第4章 past
-これは、私が事件に巻き込まれるまでの記憶-
最も権力の強い王族の娘として生まれた幼い私は、
家の庭で母の膝の上に乗せてもらい、空を眺めながら会話を楽しんでいた。
「…死神?」
「そう。瀞霊廷でお仕事している人たちよ。
お母さんも昔はそこにいたの。」
「へー!じゃあお母さん凄いの!?」
「うーん・・・内緒。」
「何で?」
「恥ずかしいから嫌だ。」
「えー教えてよー」
知りたいのに言ってくれないので拗ねたように頬をプクりと膨らませてみた。
母は膨れた私を見て声を殺しながらそっぽを向いて笑う。
そんな風に笑われるとなんだか恥ずかしくなってきて、顔を元に戻した。
母も落ち着き、また同じ事を訊こうとした時、
思いついた様に母が口を開いた。
「雲雀も死神になってみたらわかるんじゃないの?」
「私もなれるの!?」
「もちろん。
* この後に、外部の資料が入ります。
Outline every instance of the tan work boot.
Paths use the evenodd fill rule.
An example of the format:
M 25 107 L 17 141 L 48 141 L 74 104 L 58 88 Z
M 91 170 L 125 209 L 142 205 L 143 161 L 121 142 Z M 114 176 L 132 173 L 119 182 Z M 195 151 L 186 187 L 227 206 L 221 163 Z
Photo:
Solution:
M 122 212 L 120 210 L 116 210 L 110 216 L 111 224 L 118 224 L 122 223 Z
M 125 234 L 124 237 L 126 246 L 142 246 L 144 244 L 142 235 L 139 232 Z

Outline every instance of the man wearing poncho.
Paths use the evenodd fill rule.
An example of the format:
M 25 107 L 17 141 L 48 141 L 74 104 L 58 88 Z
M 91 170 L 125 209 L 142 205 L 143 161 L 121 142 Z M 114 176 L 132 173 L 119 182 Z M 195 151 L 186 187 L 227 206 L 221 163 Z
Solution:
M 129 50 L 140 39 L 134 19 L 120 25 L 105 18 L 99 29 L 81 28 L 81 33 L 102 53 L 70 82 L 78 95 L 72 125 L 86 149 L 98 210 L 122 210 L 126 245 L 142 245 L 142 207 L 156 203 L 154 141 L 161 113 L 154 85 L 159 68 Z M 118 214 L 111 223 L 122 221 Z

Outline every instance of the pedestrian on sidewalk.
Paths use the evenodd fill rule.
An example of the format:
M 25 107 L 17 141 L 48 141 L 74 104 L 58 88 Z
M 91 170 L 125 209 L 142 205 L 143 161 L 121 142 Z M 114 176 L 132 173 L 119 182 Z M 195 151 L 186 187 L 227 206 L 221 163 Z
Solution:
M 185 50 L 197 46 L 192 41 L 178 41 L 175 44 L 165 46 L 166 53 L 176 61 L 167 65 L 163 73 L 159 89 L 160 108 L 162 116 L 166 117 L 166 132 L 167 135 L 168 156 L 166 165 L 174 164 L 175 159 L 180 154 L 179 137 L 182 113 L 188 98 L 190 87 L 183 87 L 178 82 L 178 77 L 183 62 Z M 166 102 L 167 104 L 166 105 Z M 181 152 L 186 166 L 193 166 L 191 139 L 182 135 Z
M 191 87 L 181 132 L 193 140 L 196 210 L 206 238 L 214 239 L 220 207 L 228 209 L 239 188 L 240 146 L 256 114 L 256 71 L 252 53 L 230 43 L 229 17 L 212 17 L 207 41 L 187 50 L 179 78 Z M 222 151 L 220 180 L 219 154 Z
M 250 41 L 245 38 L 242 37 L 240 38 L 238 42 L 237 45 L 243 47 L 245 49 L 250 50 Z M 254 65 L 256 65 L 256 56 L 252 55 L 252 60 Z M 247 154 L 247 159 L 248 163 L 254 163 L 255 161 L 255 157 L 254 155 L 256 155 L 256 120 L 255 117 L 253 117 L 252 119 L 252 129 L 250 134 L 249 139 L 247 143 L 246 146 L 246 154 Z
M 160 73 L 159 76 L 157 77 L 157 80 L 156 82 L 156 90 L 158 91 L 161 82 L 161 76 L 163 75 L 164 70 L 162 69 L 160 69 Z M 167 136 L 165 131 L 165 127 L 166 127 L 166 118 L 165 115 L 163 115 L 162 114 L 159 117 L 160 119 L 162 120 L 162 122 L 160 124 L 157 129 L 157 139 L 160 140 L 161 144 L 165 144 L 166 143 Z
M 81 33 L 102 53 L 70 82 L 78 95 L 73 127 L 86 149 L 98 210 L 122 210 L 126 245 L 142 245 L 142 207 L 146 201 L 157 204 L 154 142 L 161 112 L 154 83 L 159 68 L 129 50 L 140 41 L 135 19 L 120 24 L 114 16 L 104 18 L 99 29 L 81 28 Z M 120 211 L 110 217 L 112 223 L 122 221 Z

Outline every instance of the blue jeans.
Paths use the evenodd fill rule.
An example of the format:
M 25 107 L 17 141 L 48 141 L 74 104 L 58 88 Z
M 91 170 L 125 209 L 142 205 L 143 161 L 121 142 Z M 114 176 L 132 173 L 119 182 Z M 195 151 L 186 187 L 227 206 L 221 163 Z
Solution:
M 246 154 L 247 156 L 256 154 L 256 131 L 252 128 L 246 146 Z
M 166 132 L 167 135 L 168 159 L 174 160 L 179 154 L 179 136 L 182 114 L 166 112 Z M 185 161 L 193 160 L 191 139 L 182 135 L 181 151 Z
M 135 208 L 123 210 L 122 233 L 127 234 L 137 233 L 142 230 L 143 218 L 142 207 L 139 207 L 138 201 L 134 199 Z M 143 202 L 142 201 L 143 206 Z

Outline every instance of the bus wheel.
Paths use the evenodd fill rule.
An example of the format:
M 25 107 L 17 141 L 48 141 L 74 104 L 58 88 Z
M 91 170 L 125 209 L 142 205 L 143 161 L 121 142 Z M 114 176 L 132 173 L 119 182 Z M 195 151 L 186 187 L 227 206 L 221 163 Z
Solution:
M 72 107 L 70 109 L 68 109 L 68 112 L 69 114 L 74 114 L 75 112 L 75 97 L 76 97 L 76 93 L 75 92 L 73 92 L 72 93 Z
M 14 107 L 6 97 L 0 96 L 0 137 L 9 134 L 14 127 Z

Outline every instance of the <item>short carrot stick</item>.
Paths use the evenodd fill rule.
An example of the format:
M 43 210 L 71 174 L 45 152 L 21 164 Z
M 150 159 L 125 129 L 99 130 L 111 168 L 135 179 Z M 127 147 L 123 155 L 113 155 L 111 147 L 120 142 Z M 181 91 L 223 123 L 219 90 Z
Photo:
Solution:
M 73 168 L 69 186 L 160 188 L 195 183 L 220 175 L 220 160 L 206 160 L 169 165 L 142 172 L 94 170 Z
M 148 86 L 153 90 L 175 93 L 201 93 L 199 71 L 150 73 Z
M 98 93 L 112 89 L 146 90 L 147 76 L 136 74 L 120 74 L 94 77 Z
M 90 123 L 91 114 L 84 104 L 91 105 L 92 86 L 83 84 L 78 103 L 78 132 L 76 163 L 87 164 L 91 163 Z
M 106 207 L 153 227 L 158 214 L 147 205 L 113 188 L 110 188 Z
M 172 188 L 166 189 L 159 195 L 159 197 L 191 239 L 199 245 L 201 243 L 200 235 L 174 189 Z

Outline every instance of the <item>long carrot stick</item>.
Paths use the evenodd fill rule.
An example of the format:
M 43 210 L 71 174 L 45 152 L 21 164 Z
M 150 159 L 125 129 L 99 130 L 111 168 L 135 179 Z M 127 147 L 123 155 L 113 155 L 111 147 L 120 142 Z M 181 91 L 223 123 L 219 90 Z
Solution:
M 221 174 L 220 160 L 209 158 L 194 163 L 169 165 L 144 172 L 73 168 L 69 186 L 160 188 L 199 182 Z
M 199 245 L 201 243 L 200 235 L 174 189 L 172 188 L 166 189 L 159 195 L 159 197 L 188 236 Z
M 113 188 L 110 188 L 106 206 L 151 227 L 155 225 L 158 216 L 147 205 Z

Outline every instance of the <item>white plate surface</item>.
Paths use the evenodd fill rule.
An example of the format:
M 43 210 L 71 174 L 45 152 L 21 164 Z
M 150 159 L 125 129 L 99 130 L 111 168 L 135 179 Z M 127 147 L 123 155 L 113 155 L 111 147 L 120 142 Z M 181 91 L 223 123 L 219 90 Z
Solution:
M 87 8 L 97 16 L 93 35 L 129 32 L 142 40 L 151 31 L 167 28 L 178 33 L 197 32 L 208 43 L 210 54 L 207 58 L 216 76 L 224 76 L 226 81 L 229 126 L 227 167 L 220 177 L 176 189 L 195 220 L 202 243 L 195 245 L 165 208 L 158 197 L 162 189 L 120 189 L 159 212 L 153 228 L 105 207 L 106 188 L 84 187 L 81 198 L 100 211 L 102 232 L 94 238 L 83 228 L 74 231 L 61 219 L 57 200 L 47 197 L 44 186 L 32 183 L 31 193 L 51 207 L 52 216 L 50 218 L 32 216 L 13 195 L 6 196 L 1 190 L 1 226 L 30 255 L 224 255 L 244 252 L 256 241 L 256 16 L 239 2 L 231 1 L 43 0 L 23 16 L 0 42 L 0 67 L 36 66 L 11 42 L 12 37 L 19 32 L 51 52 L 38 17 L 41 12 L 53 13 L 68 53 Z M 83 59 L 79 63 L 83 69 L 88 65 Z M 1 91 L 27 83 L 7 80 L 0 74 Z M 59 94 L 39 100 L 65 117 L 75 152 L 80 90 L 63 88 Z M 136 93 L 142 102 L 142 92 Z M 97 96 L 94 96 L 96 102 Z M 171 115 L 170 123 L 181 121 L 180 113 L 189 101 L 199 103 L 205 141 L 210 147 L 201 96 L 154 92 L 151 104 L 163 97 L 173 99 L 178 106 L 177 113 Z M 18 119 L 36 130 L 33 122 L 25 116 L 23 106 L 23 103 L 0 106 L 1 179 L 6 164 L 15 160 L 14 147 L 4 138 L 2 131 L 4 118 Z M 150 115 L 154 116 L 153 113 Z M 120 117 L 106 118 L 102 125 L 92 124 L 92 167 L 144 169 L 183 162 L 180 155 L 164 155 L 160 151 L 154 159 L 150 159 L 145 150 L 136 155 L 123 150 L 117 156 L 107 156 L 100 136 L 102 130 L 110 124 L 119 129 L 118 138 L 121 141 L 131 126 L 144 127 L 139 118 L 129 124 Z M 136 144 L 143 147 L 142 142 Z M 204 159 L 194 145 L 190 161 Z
ただ、真央霊術院で勉強する必要があるけどね。…はぁ、懐かしいなぁ・・・皆今頃何してるのかな。」
「お母さんお友達いるの?」
「友達というか…知り合いというか…一番印象に残ってるのは冬獅郎君かな。
私が流魂街に行った時に会ったの。
白い髪の毛で、綺麗な目をした小さな男の子よ。」
(白い髪の毛・・・?おじいさん?)
母が君をつけて呼ぶのだから年下のはず。
だけど白髪という部分が引っかかり、軽くパニックになった。
「会える?」
「多分会えると思うよ。そのためにはまず瀞霊廷に行かないとね。」
可能性があるならやるだけやってみよう。
「お母さん!私死神になる!」
「何だ?お前も死神になりたいのか?」
「ぅわっ!お父さん!」
いつの間に現れたのか、私の父が後ろに立っていた。